Who Should Worry (and Who Shouldn't)
If your entire job is driving routes and collecting data — you are the most exposed worker in telecom. MDT does exactly what you do, 24/7, across the entire network, using subscriber devices. No drive test team can compete with that coverage density. Your runway is 1-3 years at operators actively deploying MDT.
If you also post-process, analyse, and interpret the data — you have slightly more time, but AI analytics platforms are rapidly automating this layer too. Infovista explicitly markets its precision drive testing as something "anyone can do." The interpretation skills buy you time, not safety.
If you are transitioning into RF optimisation, network planning, or SON configuration — you are moving toward Yellow Zone territory. The RF knowledge from drive testing transfers directly to roles where human judgment about network design persists.
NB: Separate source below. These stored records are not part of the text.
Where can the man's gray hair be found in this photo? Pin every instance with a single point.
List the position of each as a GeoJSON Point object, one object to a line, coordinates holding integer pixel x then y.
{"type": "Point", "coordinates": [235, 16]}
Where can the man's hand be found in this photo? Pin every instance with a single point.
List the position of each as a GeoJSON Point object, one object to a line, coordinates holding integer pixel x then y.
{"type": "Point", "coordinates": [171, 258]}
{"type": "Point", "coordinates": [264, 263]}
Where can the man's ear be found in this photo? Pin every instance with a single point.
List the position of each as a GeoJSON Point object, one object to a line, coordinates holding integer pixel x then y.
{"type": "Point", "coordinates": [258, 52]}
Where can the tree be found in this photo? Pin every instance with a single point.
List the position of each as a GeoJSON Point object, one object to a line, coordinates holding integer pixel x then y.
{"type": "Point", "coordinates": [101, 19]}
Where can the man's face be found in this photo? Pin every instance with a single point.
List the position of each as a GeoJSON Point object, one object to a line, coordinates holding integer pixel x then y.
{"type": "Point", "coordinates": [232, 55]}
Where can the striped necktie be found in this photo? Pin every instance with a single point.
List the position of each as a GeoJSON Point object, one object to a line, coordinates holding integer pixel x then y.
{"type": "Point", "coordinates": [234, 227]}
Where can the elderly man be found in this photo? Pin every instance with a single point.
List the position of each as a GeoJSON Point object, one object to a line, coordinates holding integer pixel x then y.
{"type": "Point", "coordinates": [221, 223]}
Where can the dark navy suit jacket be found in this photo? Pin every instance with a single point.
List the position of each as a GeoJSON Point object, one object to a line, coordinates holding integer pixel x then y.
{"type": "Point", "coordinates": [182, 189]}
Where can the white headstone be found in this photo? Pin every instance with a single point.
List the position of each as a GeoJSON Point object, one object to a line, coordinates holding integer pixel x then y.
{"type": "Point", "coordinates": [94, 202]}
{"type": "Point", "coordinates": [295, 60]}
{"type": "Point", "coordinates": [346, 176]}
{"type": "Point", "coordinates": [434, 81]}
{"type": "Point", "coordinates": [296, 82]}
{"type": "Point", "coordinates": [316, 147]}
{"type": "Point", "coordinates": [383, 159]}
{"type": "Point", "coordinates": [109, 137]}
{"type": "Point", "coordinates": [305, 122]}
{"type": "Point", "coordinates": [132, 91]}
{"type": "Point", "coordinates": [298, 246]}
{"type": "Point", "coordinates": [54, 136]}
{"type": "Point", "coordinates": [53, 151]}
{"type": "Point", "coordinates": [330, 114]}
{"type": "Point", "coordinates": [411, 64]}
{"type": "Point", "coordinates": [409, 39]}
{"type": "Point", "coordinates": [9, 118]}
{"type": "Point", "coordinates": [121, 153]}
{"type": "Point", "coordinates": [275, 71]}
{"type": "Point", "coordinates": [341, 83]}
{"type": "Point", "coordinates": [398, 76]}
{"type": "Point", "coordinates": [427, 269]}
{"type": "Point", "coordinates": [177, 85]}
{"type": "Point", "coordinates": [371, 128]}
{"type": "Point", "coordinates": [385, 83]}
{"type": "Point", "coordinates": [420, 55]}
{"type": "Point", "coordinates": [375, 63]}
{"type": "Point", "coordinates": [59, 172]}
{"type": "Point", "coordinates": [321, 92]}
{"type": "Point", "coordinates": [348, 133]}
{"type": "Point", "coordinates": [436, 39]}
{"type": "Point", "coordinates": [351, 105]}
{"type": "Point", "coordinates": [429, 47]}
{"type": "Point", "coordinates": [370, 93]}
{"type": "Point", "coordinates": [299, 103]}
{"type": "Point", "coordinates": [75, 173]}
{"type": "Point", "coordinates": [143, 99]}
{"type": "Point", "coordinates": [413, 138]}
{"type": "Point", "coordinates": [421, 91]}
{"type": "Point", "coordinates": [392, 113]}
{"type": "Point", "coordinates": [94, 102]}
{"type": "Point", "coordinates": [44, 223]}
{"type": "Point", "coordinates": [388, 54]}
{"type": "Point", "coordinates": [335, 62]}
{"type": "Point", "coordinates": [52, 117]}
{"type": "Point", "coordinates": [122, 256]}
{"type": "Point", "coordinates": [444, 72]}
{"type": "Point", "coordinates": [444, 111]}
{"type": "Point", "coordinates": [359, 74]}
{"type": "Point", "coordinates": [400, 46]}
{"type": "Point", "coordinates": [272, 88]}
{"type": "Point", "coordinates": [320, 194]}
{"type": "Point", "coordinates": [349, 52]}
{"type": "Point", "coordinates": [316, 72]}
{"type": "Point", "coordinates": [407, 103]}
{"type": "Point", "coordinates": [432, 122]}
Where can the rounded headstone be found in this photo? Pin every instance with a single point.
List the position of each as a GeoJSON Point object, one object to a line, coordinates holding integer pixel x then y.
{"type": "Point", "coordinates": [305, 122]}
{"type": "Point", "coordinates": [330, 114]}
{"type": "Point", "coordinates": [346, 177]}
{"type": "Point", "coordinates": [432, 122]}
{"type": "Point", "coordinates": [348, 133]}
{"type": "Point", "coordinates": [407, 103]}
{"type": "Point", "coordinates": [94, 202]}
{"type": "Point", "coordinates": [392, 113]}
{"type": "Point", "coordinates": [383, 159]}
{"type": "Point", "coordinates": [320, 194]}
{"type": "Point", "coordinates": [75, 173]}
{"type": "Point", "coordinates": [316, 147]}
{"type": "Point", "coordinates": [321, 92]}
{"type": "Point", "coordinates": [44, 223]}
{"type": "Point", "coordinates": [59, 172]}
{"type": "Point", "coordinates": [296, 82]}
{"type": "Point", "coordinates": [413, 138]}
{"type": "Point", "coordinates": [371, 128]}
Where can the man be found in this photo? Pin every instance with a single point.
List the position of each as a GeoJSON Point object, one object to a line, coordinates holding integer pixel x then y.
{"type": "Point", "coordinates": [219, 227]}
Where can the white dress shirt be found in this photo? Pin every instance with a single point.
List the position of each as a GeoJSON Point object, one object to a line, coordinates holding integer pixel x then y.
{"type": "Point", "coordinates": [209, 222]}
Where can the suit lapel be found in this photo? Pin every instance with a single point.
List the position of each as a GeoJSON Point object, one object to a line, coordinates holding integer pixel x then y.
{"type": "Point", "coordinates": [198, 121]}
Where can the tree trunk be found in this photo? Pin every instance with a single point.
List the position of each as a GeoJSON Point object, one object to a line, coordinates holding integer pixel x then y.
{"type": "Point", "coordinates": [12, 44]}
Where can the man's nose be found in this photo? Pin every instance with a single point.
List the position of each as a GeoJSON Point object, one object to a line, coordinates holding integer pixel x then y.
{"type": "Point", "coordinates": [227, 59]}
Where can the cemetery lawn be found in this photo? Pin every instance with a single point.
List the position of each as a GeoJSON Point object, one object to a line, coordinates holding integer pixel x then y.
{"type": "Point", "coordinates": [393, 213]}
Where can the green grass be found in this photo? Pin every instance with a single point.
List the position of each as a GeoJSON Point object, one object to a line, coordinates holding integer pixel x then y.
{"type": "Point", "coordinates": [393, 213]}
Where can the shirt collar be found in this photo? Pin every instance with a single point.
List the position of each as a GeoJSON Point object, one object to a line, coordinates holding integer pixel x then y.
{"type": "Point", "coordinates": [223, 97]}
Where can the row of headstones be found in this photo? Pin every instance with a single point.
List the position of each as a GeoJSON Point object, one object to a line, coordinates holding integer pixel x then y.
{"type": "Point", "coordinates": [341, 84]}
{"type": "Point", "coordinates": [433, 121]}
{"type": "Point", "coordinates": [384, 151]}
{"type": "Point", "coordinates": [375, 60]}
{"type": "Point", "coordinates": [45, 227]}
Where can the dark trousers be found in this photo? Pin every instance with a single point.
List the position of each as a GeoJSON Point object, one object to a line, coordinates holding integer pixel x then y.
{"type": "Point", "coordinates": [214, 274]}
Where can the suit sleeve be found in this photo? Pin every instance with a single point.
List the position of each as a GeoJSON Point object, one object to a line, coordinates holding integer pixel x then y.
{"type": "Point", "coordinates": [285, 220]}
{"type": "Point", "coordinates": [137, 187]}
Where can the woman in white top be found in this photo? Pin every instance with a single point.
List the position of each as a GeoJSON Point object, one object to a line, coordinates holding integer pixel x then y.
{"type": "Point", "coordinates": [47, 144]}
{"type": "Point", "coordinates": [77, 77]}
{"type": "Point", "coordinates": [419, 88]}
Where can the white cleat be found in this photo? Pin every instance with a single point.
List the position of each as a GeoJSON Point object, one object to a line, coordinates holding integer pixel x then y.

This is the exit path.
The single biggest separator: whether you are purely a data collector or an RF engineer who happens to do drive testing as part of a broader skill set. The pure drive tester is being replaced by a standard. The RF engineer who drive tests as one tool among many is transforming.
What This Means
The role in 2028: Manual drive testing will persist for regulatory compliance, new site acceptance, and benchmark campaigns — but as a shrinking fraction of current volumes. Most routine coverage monitoring will be handled by MDT, crowdsourced platforms, and drone-based RF measurement. The "drive test engineer" as a full-time role will be rare; the work that remains will be absorbed into broader RF optimisation positions.
Survival strategy:
- Upskill into RF optimisation and network planning. Your field measurement experience gives you an advantage understanding propagation in real environments — translate that into parameter tuning, interference management, and network design skills.
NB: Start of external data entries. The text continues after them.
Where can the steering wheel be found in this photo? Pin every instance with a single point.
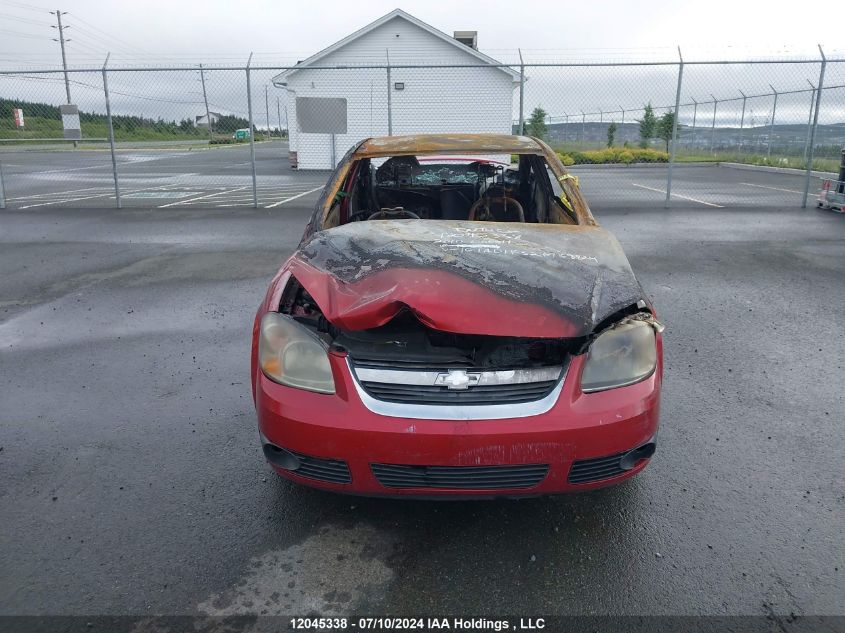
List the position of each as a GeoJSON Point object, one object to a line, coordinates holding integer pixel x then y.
{"type": "Point", "coordinates": [481, 207]}
{"type": "Point", "coordinates": [395, 213]}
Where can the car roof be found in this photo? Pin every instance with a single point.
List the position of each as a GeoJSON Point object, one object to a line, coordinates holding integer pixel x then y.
{"type": "Point", "coordinates": [422, 144]}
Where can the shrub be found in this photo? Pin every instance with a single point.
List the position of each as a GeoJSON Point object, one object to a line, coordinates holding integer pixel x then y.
{"type": "Point", "coordinates": [613, 155]}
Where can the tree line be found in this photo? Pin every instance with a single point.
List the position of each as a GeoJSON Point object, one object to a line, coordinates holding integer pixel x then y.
{"type": "Point", "coordinates": [650, 126]}
{"type": "Point", "coordinates": [127, 123]}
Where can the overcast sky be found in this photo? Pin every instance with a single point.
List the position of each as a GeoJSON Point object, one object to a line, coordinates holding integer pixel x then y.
{"type": "Point", "coordinates": [218, 32]}
{"type": "Point", "coordinates": [282, 32]}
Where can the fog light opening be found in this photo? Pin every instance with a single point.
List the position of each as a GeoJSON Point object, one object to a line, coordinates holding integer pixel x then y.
{"type": "Point", "coordinates": [631, 458]}
{"type": "Point", "coordinates": [278, 456]}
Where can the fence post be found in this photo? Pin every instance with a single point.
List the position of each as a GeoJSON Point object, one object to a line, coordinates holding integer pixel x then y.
{"type": "Point", "coordinates": [810, 117]}
{"type": "Point", "coordinates": [622, 126]}
{"type": "Point", "coordinates": [207, 111]}
{"type": "Point", "coordinates": [772, 123]}
{"type": "Point", "coordinates": [675, 126]}
{"type": "Point", "coordinates": [713, 127]}
{"type": "Point", "coordinates": [694, 117]}
{"type": "Point", "coordinates": [2, 189]}
{"type": "Point", "coordinates": [111, 131]}
{"type": "Point", "coordinates": [812, 147]}
{"type": "Point", "coordinates": [389, 96]}
{"type": "Point", "coordinates": [251, 132]}
{"type": "Point", "coordinates": [521, 94]}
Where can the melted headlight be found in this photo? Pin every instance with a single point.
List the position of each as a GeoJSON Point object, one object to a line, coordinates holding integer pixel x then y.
{"type": "Point", "coordinates": [291, 355]}
{"type": "Point", "coordinates": [620, 356]}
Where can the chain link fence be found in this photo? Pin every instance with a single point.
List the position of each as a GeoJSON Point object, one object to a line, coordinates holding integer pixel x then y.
{"type": "Point", "coordinates": [699, 134]}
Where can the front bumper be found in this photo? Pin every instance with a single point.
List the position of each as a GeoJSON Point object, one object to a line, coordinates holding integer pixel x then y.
{"type": "Point", "coordinates": [331, 429]}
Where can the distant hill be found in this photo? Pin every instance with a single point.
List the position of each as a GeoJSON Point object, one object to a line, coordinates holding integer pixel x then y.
{"type": "Point", "coordinates": [42, 120]}
{"type": "Point", "coordinates": [830, 138]}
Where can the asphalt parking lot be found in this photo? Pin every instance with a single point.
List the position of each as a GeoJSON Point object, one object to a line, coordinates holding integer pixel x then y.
{"type": "Point", "coordinates": [133, 482]}
{"type": "Point", "coordinates": [221, 177]}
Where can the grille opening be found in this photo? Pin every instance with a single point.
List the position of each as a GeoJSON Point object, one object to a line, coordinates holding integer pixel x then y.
{"type": "Point", "coordinates": [318, 468]}
{"type": "Point", "coordinates": [460, 477]}
{"type": "Point", "coordinates": [493, 394]}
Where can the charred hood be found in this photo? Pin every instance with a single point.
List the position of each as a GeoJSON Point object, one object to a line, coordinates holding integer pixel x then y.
{"type": "Point", "coordinates": [525, 280]}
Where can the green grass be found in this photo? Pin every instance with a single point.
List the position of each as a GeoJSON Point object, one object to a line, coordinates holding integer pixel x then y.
{"type": "Point", "coordinates": [42, 128]}
{"type": "Point", "coordinates": [792, 162]}
{"type": "Point", "coordinates": [594, 153]}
- Learn SON/MDT platforms and AI-driven network analytics. Become the person who configures, validates, and interprets the automated systems replacing manual drive testing. The tools need human oversight during the transition.
- Move toward physical telecom infrastructure roles. Cell tower installation, fibre optic splicing, and small cell deployment require the same RF awareness but add irreducible physical work that AI cannot perform.
Where to look next. If you are considering a career shift, these Green Zone roles share transferable skills with drive test engineering:
- Cell Tower Technician (AIJRI 70.6) — RF knowledge transfers directly; tower climbing and antenna installation add irreducible physical protection that drive testing lacks
- Fibre Optic Splicer (AIJRI 79.3) — Telecom infrastructure skills transfer; precision physical work in field environments with acute global workforce shortage from FTTP/BEAD rollout
- Telecom Equipment Installer (AIJRI 58.4) — Equipment handling and RF awareness transfer; physical installation work in customer premises and exchange buildings
Browse all scored roles at jobzonerisk.com to find the right fit for your skills and interests.
Timeline: 1-3 years for significant role compression at operators actively deploying MDT/SON. 3-5 years for the broader market as smaller operators and emerging markets catch up. Regulatory compliance testing is the last bastion — likely persists 5+ years but supports a fraction of current headcount.